Underwood Avenue Bushland is the 32 hectare Bush Forever site 119 of magnificent bushland which lies between Bold Park and Kings Park. It is bordered by Underwood Avenue on the north side and Selby Street, Shenton Park,on the east side. It is a Banksia/Jarrah woodland with mighty tuart trees mainly on the ridge.
The Friends of Underwood Avenue Bushland was formed in 1998 to protect the bushland, and together with the wider community has worked to stop the inappropriate and horrible development for housing since then.
The bushland is significant, regionally and nationally. It is also significant as a linkage between Bold Park and Kings Park, with Shenton Bushland lying to the south. The linkage was identified officially in the Tingay Greening Plan of 1998 as Greenway 19. The chain of bushland connectivity is so important.
In 1904, 614 acres (258 hectares) of land, which included what is now known as Underwood Avenue Bushland, was vested to the trustees of the University of Western Australia Endowment by the government of the day. The trustees were required to pay five shillings and one peppercorn of yearly rent on 25th day of March in each year. Around that time the University trustees were endowed with 1400 hectares of land.

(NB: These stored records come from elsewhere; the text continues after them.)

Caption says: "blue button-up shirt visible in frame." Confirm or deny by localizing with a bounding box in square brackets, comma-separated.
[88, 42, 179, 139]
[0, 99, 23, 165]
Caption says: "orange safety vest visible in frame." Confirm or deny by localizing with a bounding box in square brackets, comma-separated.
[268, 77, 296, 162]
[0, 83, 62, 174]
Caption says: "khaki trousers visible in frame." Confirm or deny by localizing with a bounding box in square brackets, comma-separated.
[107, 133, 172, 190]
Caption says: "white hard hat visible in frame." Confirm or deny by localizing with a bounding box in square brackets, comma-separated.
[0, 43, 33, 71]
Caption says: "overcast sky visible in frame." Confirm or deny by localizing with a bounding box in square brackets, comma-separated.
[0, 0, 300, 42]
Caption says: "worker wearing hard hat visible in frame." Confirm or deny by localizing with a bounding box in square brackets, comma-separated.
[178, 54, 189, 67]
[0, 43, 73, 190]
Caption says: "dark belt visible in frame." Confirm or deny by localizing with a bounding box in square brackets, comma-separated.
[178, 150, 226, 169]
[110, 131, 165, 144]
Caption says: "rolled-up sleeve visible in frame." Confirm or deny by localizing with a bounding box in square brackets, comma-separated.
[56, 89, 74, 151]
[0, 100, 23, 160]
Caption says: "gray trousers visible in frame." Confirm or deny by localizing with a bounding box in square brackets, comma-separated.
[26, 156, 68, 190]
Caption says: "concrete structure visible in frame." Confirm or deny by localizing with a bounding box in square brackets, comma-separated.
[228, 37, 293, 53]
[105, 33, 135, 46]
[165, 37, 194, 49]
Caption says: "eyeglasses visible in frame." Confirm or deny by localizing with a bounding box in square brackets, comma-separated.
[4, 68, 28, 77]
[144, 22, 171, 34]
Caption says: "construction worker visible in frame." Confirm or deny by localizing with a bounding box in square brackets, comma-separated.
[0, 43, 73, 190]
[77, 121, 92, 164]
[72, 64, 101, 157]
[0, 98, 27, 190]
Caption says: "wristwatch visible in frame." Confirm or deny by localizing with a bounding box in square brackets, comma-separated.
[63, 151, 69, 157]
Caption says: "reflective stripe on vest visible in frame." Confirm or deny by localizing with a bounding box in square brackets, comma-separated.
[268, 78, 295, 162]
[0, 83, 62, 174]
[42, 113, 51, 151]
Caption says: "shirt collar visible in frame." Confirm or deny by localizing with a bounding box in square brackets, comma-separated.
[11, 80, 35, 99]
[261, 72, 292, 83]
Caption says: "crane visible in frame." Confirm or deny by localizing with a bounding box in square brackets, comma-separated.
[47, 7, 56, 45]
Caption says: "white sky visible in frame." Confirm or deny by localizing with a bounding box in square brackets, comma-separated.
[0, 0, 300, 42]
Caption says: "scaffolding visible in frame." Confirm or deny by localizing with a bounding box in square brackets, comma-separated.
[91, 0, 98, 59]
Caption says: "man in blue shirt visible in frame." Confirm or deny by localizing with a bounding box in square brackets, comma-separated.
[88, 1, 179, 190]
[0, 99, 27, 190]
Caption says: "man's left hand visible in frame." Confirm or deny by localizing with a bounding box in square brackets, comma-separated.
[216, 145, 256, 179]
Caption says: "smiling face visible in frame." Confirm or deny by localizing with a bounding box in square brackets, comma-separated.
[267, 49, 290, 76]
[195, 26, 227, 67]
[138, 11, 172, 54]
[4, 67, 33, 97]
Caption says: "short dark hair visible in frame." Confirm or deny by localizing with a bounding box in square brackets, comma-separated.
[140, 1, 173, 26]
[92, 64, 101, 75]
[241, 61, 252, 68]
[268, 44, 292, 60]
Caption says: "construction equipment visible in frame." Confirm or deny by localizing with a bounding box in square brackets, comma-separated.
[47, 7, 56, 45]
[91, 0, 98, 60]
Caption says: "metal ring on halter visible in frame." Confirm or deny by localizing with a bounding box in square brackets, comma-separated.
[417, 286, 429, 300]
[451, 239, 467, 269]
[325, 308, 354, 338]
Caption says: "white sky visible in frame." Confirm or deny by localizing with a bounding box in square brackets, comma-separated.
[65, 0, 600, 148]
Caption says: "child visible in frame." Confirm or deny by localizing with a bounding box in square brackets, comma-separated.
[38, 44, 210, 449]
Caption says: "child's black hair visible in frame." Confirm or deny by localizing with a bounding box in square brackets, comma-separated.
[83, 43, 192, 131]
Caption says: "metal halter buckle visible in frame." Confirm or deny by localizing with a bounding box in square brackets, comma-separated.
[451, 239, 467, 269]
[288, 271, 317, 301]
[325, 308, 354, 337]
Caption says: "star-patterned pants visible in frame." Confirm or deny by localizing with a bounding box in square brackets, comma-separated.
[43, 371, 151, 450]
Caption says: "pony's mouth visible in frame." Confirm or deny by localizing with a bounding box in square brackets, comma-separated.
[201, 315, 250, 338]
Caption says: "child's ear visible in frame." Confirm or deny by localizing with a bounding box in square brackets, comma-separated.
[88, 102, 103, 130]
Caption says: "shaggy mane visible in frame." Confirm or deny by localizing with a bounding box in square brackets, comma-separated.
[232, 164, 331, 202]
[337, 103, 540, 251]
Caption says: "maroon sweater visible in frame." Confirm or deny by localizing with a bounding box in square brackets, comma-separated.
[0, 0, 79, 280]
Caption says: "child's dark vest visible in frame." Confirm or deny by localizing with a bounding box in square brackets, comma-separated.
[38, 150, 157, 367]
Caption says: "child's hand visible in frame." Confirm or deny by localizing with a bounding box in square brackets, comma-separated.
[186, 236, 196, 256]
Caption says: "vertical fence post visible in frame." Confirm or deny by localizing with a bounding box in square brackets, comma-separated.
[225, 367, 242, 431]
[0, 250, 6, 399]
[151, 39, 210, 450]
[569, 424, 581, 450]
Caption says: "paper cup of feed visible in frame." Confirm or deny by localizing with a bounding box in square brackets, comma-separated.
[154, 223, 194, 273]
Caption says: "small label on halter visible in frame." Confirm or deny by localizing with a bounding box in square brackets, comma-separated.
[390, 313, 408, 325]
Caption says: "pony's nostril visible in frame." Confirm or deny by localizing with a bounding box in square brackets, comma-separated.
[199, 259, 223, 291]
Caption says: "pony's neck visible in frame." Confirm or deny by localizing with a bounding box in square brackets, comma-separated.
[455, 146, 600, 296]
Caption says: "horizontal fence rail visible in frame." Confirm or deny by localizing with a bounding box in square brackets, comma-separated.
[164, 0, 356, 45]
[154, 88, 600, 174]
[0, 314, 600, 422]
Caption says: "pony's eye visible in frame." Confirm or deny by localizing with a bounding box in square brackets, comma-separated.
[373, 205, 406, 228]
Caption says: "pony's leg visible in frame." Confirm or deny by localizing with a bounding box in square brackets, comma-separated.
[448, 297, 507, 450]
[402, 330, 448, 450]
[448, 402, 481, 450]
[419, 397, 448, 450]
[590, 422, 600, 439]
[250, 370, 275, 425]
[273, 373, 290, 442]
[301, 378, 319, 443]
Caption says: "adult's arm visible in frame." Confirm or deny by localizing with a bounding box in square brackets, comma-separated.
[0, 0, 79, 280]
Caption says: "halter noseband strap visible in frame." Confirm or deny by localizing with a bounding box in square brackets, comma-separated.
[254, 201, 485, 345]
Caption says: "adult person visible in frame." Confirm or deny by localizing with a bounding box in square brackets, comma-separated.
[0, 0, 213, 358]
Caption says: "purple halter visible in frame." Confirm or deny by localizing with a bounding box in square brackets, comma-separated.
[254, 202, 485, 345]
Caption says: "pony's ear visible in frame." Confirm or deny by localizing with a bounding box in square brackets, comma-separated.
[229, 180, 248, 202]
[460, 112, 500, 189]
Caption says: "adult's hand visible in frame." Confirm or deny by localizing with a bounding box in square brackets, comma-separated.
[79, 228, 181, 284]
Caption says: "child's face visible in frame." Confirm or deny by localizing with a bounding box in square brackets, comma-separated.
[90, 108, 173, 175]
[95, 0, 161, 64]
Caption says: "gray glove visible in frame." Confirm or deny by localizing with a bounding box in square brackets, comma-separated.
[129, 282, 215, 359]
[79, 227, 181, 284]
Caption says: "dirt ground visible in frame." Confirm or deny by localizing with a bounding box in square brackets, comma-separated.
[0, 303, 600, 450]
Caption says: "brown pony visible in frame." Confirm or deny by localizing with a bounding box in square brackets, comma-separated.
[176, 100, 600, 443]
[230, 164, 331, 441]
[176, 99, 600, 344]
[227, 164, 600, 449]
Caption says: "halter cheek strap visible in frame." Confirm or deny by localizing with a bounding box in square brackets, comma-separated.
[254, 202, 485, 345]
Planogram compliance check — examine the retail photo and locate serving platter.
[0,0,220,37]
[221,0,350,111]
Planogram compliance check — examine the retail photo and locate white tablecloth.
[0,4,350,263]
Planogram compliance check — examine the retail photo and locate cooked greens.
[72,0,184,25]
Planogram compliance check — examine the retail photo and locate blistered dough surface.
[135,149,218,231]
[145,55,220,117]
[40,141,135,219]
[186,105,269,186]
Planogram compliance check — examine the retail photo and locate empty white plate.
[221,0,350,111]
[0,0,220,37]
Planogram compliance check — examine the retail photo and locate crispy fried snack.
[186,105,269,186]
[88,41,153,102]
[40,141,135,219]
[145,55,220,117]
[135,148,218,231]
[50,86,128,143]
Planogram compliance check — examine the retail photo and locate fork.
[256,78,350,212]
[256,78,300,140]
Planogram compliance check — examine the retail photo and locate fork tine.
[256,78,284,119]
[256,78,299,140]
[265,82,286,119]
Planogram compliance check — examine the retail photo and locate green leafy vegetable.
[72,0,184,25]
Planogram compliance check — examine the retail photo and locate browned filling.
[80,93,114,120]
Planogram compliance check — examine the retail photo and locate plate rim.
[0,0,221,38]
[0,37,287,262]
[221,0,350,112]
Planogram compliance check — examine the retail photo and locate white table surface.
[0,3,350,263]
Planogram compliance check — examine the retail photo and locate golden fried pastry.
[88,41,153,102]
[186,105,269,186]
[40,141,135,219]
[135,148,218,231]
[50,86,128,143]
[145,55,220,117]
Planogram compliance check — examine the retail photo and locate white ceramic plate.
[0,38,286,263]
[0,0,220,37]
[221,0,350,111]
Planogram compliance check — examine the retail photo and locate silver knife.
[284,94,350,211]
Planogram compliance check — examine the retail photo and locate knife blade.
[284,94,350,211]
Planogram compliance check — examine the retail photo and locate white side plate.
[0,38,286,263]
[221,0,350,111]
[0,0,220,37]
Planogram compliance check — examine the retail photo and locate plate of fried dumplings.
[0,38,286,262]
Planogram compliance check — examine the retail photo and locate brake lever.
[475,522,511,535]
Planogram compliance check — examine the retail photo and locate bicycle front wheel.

The Universities Legislation Amendment Bill 2000, assented to on 7.12.2000 by state parliament, allowed universities to sell land for development and to use the funds for investment rather than as previously, having to reinvest in land or buildings.
The University of Western Australia has been seeking approval for a housing development in the bushland since 1998. The varying proposals have been put to the Environmental Protection Authority and to the federal government under the EPBC Act.
Underwood Avenue Bushland was one of the last places of refuge of Nyungah people in the western suburbs in the settlement of Perth. The Macintyre Dobson Report on an Ethnographic, Ethnohistorical, Archaeological and Indigenous Environmental Survey of the Underwood Avenue Bushland Project Area, Shenton Park, prepared for the UWA by Consulting Anthropologists Macintyre Dobson and Associates Pty Ltd and Consulting Archaeologist Thomas O‟Reilly, June 2002, is fascinating work. This report details recollections by Nyungar people on h ow they and their ancestors related to Underwood Avenue Bushland. Nyungar people lived there in camps and used the bushland as a refuge right up until the 1950s.
By saving the bushland for Carnaby‟s Cockatoo, all the other creatures, plants, micro-invertebrates and fungi have a chance to survive into the future.